Гроза разразилась с ужасной силой. Никто из нас не мог спать. Каждую минуту молния освещала небо, дождь бешено хлестал в стекла. Когда весь этот грозный шум, наконец, утих, я вдруг услышал в тишине звук, заставивший меня содрогнуться.

— Ксс… Ксс…

Звук шел с лужайки. Я бросился к окну. На дворе было еще совсем темно, но при свете отдаленной молнии я увидал на лужайке игуанодона, ставшего теперь ростом с наш дом и пристально смотревшего в нашу сторону.

— Ксс… ксс…

Я открыл свое окно, стараясь шуметь как можно меньше, и шепотом стал уговаривать Гамбертена бросить шутки. Он высовывался из окна внизу.

— Чего вы боитесь? — ответил он. — Ведь эта тварь вроде коровы, жвачное, травоядное. Я много их видел в джунглях. К тому же я не могу… Эй, ты! Ксс… ксс…

В ту же минуту продолжительная молния осветила гиганта, и то, что я увидел, заставило меня застыть от ужаса. Руки чудовища не были руками игуанодона, на них не было когтей-кинжалов. Целый вихрь ужасных мыслей завертелся у меня в голове… пропавшие свиньи, неубедительные доводы Гамбертена о том, что чудовище могло быть только одно, самое отсутствие игуанодона, этого Авеля, ставшего, вероятно, жертвой Каина — мегалозавра…

— Берегитесь, Гамбертен. Это мегалозавр!

Я оторвался от окна и бросился на помощь к своему другу. Когда я выбегал из комнаты, я услышал снаружи какой-то короткий шум, точно ставень ударился об стену.

— Гамбертен, Гамбертен! — звал я его, стоя на пороге комнаты.

Но Гамбертен по-прежнему свешивался из окна и не желал слушать ни моих приказаний, ни просьб. — Не наклоняйтесь так, Гамбертен, — умолял я. Но Гамбертен не двигался.

Вдруг я попятился от раскрытой двери к другой стене коридора. Гигантская голова мегалозавра ощупывала несчастного, а он продолжал лежать неподвижно. Ударом своей зеленоватой морды чудовище опрокинуло Гамбертена на пол. Тогда я понял значение сухого треска — чудовище обезглавило его.

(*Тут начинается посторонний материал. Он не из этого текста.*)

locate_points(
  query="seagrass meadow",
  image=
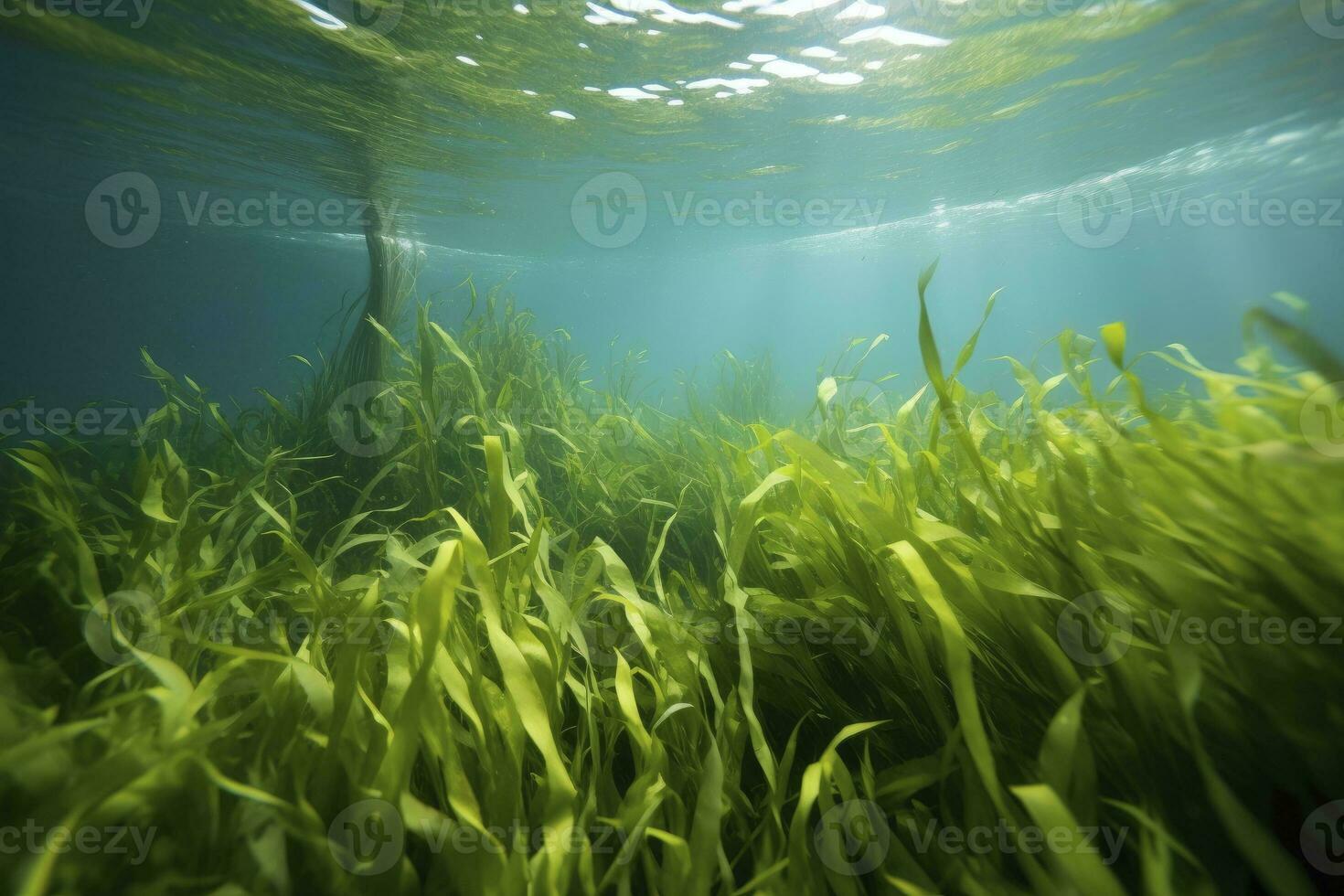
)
(488, 629)
(671, 448)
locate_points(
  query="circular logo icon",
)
(1095, 629)
(611, 209)
(123, 211)
(1095, 211)
(1323, 420)
(379, 16)
(122, 621)
(606, 632)
(864, 404)
(852, 837)
(1321, 838)
(366, 420)
(368, 837)
(1324, 16)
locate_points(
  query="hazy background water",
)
(977, 162)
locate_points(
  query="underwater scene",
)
(694, 448)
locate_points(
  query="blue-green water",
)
(1168, 164)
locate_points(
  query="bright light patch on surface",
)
(320, 16)
(668, 15)
(632, 93)
(737, 85)
(791, 8)
(785, 69)
(603, 16)
(895, 37)
(860, 11)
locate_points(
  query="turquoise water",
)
(748, 176)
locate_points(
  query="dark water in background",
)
(1200, 102)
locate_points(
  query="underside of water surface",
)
(454, 448)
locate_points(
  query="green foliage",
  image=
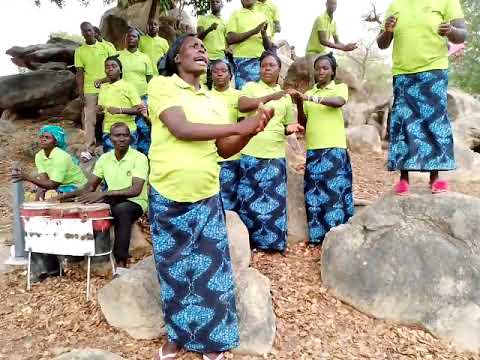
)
(466, 71)
(67, 36)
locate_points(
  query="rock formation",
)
(412, 260)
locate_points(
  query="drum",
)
(35, 208)
(65, 211)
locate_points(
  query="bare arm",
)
(455, 31)
(80, 79)
(247, 104)
(235, 38)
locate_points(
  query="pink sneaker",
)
(402, 187)
(439, 186)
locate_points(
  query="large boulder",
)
(257, 321)
(88, 354)
(364, 139)
(413, 260)
(36, 90)
(132, 303)
(239, 242)
(57, 51)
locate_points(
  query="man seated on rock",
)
(89, 62)
(100, 39)
(124, 171)
(153, 45)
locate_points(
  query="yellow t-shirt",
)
(230, 98)
(269, 144)
(417, 46)
(60, 168)
(155, 48)
(323, 23)
(109, 45)
(118, 175)
(215, 40)
(242, 21)
(270, 10)
(325, 125)
(91, 58)
(136, 67)
(119, 94)
(183, 171)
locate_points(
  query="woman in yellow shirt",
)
(328, 172)
(420, 134)
(118, 101)
(190, 129)
(262, 190)
(222, 74)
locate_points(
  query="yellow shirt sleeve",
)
(453, 10)
(161, 96)
(78, 62)
(98, 170)
(140, 168)
(232, 25)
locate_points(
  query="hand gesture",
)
(390, 23)
(294, 128)
(90, 198)
(257, 123)
(445, 29)
(350, 47)
(260, 27)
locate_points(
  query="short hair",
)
(117, 60)
(331, 59)
(273, 54)
(119, 125)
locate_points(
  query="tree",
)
(67, 36)
(466, 71)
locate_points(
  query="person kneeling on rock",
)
(124, 171)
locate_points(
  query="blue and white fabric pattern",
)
(229, 180)
(194, 269)
(144, 131)
(246, 70)
(421, 136)
(328, 191)
(263, 202)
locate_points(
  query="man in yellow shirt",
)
(247, 33)
(125, 171)
(320, 41)
(89, 62)
(270, 10)
(137, 70)
(420, 133)
(153, 45)
(100, 39)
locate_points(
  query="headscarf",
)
(58, 134)
(331, 59)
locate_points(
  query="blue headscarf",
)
(58, 134)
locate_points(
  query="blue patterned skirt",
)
(420, 132)
(262, 193)
(328, 191)
(194, 269)
(246, 70)
(144, 131)
(229, 180)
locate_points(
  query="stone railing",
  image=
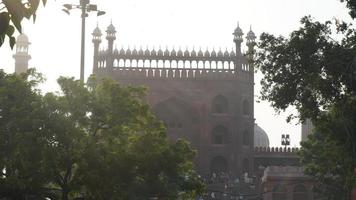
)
(276, 149)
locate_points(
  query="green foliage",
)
(314, 70)
(102, 142)
(21, 137)
(309, 70)
(12, 12)
(328, 154)
(351, 4)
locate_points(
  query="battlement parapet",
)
(276, 150)
(165, 73)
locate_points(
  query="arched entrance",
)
(218, 164)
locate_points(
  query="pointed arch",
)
(219, 135)
(279, 192)
(246, 107)
(218, 164)
(246, 138)
(245, 166)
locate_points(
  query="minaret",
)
(250, 44)
(96, 41)
(110, 36)
(238, 40)
(21, 56)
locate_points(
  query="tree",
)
(102, 142)
(21, 138)
(314, 72)
(12, 12)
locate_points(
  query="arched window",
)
(245, 166)
(279, 192)
(245, 107)
(300, 192)
(219, 135)
(220, 104)
(218, 164)
(246, 138)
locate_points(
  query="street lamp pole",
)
(285, 140)
(85, 7)
(83, 4)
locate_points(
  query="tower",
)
(21, 56)
(250, 43)
(110, 36)
(96, 41)
(250, 40)
(238, 39)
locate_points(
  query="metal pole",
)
(83, 7)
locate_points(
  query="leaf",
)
(16, 10)
(10, 31)
(2, 39)
(12, 42)
(4, 22)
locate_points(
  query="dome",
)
(22, 39)
(238, 31)
(260, 137)
(96, 32)
(251, 35)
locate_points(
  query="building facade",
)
(204, 97)
(22, 56)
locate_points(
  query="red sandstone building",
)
(203, 97)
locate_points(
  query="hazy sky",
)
(55, 36)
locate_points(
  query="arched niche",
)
(246, 108)
(121, 63)
(218, 164)
(245, 166)
(219, 135)
(220, 104)
(246, 138)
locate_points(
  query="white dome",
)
(260, 137)
(22, 39)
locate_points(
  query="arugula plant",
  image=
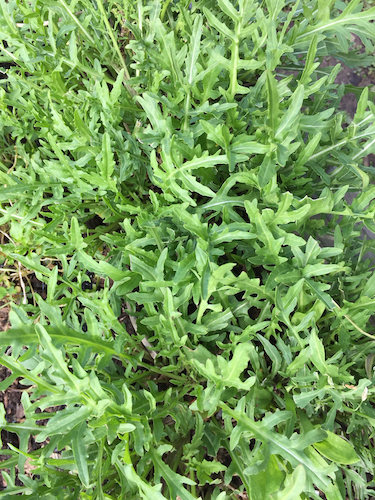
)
(169, 174)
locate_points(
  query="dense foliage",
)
(175, 176)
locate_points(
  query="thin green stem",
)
(117, 48)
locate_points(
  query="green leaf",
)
(273, 103)
(80, 453)
(295, 485)
(218, 25)
(289, 119)
(191, 59)
(267, 170)
(338, 450)
(101, 267)
(107, 163)
(173, 480)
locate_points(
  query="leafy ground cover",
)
(172, 173)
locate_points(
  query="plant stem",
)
(117, 48)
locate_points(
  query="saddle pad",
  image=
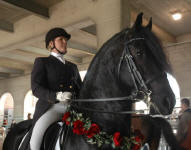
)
(51, 136)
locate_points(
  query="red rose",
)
(138, 139)
(139, 134)
(93, 130)
(136, 147)
(117, 139)
(65, 117)
(78, 127)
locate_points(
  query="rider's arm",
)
(39, 82)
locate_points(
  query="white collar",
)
(58, 56)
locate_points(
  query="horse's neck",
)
(106, 88)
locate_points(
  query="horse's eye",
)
(139, 53)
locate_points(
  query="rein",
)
(138, 81)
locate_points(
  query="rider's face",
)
(61, 44)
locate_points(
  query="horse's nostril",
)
(167, 104)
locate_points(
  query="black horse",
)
(130, 66)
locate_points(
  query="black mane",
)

Голова мегалозавра, тупая голова громадной черепахи, заполняла окно и вдруг просунулась в комнату вся целиком. Опрокидывая мебель, чудовище катало труп во все стороны, пока ему не удалось ухватить полу куртки. Его роговые, негибкие губы с трудом справлялись с своей задачей, но когда они захватили одежду, чудовище быстрым движением поглотило бедное тело моего друга. Раздался слабый, но ужасный хруст переламываемых костей, звук страшного глотания… и комок опустился в дряблый зоб чудовища.